Jean-Michel Zakhartchouk, professeur de français, rédacteur aux Cahiers pédagogiques, propose dix pistes :
• développer une logique de validation de compétences
• développer l’auto-évaluation en particulier pour la maîtrise du pilier 7 du Socle,
• repérer et supprimer les pratiques humiliantes
• différencier l’évaluation, comme savent bien le faire les professeurs d’EPS,
• faire connaître les travaux de docimologie
• utiliser les souvenirs d’anciens élèves qu’on a été…
• apprendre à utiliser les évaluations diagnostic , ne pas interpréter trop vite
• introduire d’autre formes de rendu que la note, qui empêchent de faire des classements
• travailler sur des compétences plus difficiles à évaluer : oral, créativité, travail en groupe
• ne pas confondre l’indice de mesure et ce qu’on veut évaluer
• travailler la question des évaluations collectives, l’évaluation du travail de la classe
• savoir qu’on est évalué en fonction du groupe auquel on appartient
• être habile et trouver les angles d’approche pour faire avancer les choses
Guy Vauchel, du Sgen-CFDT, insiste sur les idées portées par son syndicat : les évaluations CM2 ont « ont apporté leur lot d’angoisse et de larmes » et renforcé le sentiment de mélange des genres, contrairement à ce que dit la DGESCO. Ce n’est pas un outil pour la classe, mais pour le système qui a besoin de chiffres pour ses indicateurs. Il revendique donc une « évaluation utile » qui permettre d’articuler compétences et connaissances. Il réclame pour les enseignants la formation, initiale et continue, sur ces questions, mais aussi une profonde mutation du système. Il n’hésite pas à demander que les notes soient bannies, autant pour les élèves que pour les enseignants.

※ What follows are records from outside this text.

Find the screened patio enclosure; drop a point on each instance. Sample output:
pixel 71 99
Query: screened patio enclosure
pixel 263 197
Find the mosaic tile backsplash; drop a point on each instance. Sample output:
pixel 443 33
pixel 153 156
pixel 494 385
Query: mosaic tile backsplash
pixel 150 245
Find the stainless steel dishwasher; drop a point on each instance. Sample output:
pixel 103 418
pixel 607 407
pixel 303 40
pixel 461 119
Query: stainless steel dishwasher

Pour Eric Favey, secrétaire national de la Ligue de l’Enseignement, l’Ecole doit s’intéresser aux acquisitions des élèves en dehors de son champ propre, pour les aider à construire « une boussole pour se retrouver dans le flot d’information ». Il recommande de s’intéresser aux blogs des élèves leur apprendre la responsabilité, comme le demandent les lycéens dans la consultation des CVL. Enfin, il appelle à des collaborations entre enseignants et autres professionnels de l’éducation.